Counting for adults II: the binomial and multinomial distribution

17 minute read

Published:

In this post, I introduce two very useful distributions in statistics, the binomial and multinomial distribution. What follows is not a full lecture on these topics; it merely introduces what is most important about these quantities for the ongoing series in survey statistics.

The uses of combination in statistics

In probability and statistics, we often deal with distributions of variables that are hard to summarize. However, the binomial and multinomial coefficients allow us to directly characterize some very important probability distributions without even needing calculus. By the way, note that there are plenty of situations, not that directly relevant here, where we do use these counting techniques to work out probabilities.

Binomial random variables

A variable is binomially distributed if it is a count of some outcome which can be broken down into the sum of one binary or Bernoulli trial repeated many times. For example, the count of people in a sample who are married is the result of drawing \(n\) people who could each be married or not (notice that here I am using the traditional conception of an infinite population and, relatedly, one where someone’s status is not considered fundamentally a constant as in the Cornfield model above). The count of heads in \(n\) flips of a fair coin is a simpler, if less interesting, example.

Note that the binomial distribution is thus, for the most part, a sampling distribution: it describes group-level outcomes (although it is often true that we can telescope statistics in both directions: we might consider groups to be elements or consider even someone’s age to be a binomial variable counting their number of birthdays).

The binomial distribution: PMF, expectation, variance

If we denote by the random variable \(X\) the number of successes in \(n\) trials, the probability mass function (pmf) is given by \(\mathbb{P}[X=k] = \binom{n}{k}\pi^k(1-\pi)^{n-k}\). The reasoning is as follows. The probability of any specific arrangement of independent trials resulting in \(k\) successes and \(n-k\) failures (e.g., \(HHHHTTTTTT\) to get four heads in 10 flips) is written in easiest form as \(\pi^k(1-\pi)^{n-k}\). The resulting probability1 is the same for any other arrangement with the same number of successes; so, to sum up the probabilities, we simply ask “how many ways can \(n\) trials result in \(k\) successes?”, and the answer is, of course, \(\binom{n}{k}\).

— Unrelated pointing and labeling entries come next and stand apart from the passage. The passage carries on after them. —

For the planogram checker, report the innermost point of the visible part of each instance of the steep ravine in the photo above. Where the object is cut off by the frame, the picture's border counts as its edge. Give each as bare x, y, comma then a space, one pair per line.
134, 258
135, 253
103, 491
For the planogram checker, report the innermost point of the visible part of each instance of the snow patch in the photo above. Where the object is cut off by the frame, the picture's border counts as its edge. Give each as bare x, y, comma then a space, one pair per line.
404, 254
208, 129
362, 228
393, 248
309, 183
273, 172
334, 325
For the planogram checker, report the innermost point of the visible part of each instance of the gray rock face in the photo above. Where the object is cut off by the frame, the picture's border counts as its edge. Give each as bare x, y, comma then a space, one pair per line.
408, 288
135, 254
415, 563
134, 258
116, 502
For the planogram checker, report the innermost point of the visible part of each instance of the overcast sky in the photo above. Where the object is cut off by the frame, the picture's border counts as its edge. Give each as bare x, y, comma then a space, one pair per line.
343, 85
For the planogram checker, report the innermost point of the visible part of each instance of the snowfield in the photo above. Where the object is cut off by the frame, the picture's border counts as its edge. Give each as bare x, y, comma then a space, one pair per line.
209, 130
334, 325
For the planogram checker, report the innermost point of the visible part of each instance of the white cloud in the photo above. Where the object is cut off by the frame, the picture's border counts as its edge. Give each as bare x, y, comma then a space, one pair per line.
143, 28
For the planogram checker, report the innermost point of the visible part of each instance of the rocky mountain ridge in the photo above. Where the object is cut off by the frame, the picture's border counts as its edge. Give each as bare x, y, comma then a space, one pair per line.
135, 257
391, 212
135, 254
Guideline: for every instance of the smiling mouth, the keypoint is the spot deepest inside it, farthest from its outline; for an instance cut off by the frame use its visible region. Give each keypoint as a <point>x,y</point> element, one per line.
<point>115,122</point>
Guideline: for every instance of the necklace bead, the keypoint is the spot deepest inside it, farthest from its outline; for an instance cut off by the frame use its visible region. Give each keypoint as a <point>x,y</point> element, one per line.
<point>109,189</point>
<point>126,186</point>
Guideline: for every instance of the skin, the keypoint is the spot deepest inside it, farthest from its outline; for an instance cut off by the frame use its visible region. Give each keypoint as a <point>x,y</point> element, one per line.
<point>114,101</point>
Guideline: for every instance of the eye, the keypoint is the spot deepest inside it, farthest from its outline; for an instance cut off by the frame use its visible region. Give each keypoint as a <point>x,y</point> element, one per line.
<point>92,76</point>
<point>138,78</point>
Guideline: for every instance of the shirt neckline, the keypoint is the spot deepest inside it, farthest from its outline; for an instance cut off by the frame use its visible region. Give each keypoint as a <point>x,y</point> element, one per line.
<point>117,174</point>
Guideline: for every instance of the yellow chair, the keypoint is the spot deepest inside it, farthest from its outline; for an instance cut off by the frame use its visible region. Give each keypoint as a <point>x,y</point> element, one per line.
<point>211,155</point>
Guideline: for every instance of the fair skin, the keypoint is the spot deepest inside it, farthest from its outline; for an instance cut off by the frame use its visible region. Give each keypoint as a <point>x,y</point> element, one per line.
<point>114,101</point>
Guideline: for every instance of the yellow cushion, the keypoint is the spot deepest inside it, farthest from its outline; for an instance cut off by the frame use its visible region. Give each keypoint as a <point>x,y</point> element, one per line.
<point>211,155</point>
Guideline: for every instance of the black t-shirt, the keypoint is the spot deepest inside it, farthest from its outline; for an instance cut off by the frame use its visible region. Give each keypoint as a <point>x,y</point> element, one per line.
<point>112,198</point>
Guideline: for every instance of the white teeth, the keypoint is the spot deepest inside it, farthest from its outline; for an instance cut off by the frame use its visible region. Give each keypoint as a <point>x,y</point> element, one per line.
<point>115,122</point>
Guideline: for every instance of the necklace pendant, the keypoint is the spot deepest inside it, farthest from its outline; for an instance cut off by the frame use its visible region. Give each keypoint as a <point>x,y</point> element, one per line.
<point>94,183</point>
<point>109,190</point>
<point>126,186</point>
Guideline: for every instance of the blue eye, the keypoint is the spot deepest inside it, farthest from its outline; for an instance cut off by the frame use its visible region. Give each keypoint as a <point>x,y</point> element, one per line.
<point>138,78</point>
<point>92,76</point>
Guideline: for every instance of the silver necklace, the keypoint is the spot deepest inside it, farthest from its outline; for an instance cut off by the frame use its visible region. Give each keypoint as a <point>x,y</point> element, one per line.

The expected value of a binomially-distributed variable is simple: we sum together \(n\) Bernoullis, each with expected value \(\pi\) (discussed in the main text), so it is \(n\pi\). The variance of such a variable is also simple; per the Köning-Huygens formula, we merely have the sum of the individual variances (as the trial outcomes have no covariance), i.e. \(n \pi(1-\pi)\), where the variance of a single Bernoulli has been discussed above.

Covariance between any two sums of binomials derived from a random vector \(\mathbf{Y}\)

In the situation at hand, we are considering \(N\) binomial random variables representing the number of times that each person in our universe of \(N\) people is included in a sample with replacement. Each of those \(N\) variables is the sum of \(n\) binary random variables, each representing whether some specific person was selected into the sample for some specific trial; all such \(Nn\) binary variables are independent of one another.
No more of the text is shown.